Jean-François Copé et François Fillon savent que s’ils s’abdiquent, ils ne reviendront plus. Si ils persistent ils perdront tout. Et ils subissent la pression de leur entourage qui goûtent peu la tentation du suicide.

Alors ne rien faire, gagner du temps, jouer sur l’inertie peut-être tentant. Mais pour cela il faut des troupes et des nerfs.

En attendant cette guerre de l’UMP qui décompose la droite, ouvre un champ de développement au national populisme qui surfe déjà sur le chômage de masse et une économie en récession rampante. La gauche doit donc se rassembler car il ne faudrait pas ajouter à la décomposition la division. On a tort de croire que cette situation serait favorable au PS au pouvoir. Il suffit de voir les sondages.

Les commentaires7 Commentaires

  1. Farida dit :

    Le débat démocratique ce n’est pas la division, c’est l’exercice de la liberté cette liberté inscrite sur les murs de nos institutions républicaines.
    Le PS perdra s’il veut instaurer la discipline du silence. La liberté est une valeur, pas les partis.
    Les Français ne voudront pas d’une union soviétique social-démocrate.
    A droite Fillon gagnera sur Copé, c’est une question de préférence pour la rationalisme et la défense des intérêts de notre territoire. C’est le retour à la raison et à la France.

  2. BA dit :

    Mardi 4 décembre 2012 :

    Aujourd’hui, la droite a officiellement deux groupes différents à l’Assemblée Nationale :

    1- Premier groupe : l’UMP a 122 députés. Leur chef est Jean-François Copé.

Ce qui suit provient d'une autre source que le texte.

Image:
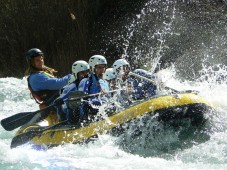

    2- Second groupe : le R-UMP a 72 députés. Leur chef est François Fillon.

    Pour visualiser les groupes à l’Assemblée Nationale, cliquez ici :

    http://tempsreel.nouvelobs.com/bataille-ump/20121203.OBS1192/ump-ou-r-ump-ou-vont-les-deputes-ump.html

  3. rené laguna dit :

    gauche décompléxée

  4. rené laguna dit :

    Bonjour on parle des problèmes à droite mais militant du PS depuis 6 mois je pense u’au sein de notre parti il y a de gros clivages ui ne sont pas exprimés ; je pense u’il y a au gouvernement un groupe de ministres droitiers dont le plus manifeste est Michel Sapin exemple Florange; ils nous amènent à jouer sur le terrain de jeu de la Droite nous n’avons pas besoin de responsables ui par formation et idéologie ont en gros la même vision libérale que Fillon ou Borloo.
    Je pense qu’il faut que nous menions une véritable politique progressiste dans les domaines économiques sociaux et sociétaux il faut que nous définissions comme une gauche décompléxée

  5. topaz dit :

    Le groupe « tampon » aussi se laisse du temps. Est-ce le bon scénario pour inspirer aux Français l’image d’une relève générationnelle ? Combien de temps pourront-ils rester assis entre deux chaises ? 12 ans après la qualification-surprise de Jean-Marie Le Pen au second tour de la présidentielle, ni la gauche, ni la droite, n’ont réussi à inverser ce temps politique. De part et d’autre, il faudrait se demander pourquoi ?
    PS – On ne peut que saluer l’excellente déclaration de Marine Le Pen à sa sortie de l’Elysée. C’est pro et l’impact est bon. Elle a utilisé le mot « respect », un vocable qui semble avoir disparu du vocabulaire UMP !

  6. topaz dit :

    Le temps est, ici et là, une source d’inspiration. Le monde de l’info a voulu jouer la montre. Il s’est trompé. Il aurait dû suspendre le vol du temps. Deux têtes sur un même corps, qui se paient celle de Sarkozy, qui n’apprécie pas et qui impose son temps chrono, qui s’impose en juge de paix après avoir échappé de justesse à la mise en examen par un gentil juge. Sale temps à l’UMP, d’ores-et-déjà, condamnée et moribonde.

  7. Patrick P. dit :

    Parce que les siens sont au pouvoir dans le pays, le Parti socialiste, ses militants et d’abord ses nouveaux dirigeants portent effectivement la responsabilité de donner une image positive de la politique, de son expression et de son action, dans un cadre républicain et démocratique. Le défi est redoutable dans un contexte délétère (pas seulement à droite…) et il faudra redoubler d’effort – et d’abnégation – pour le relever et empêcher le pire d’advenir.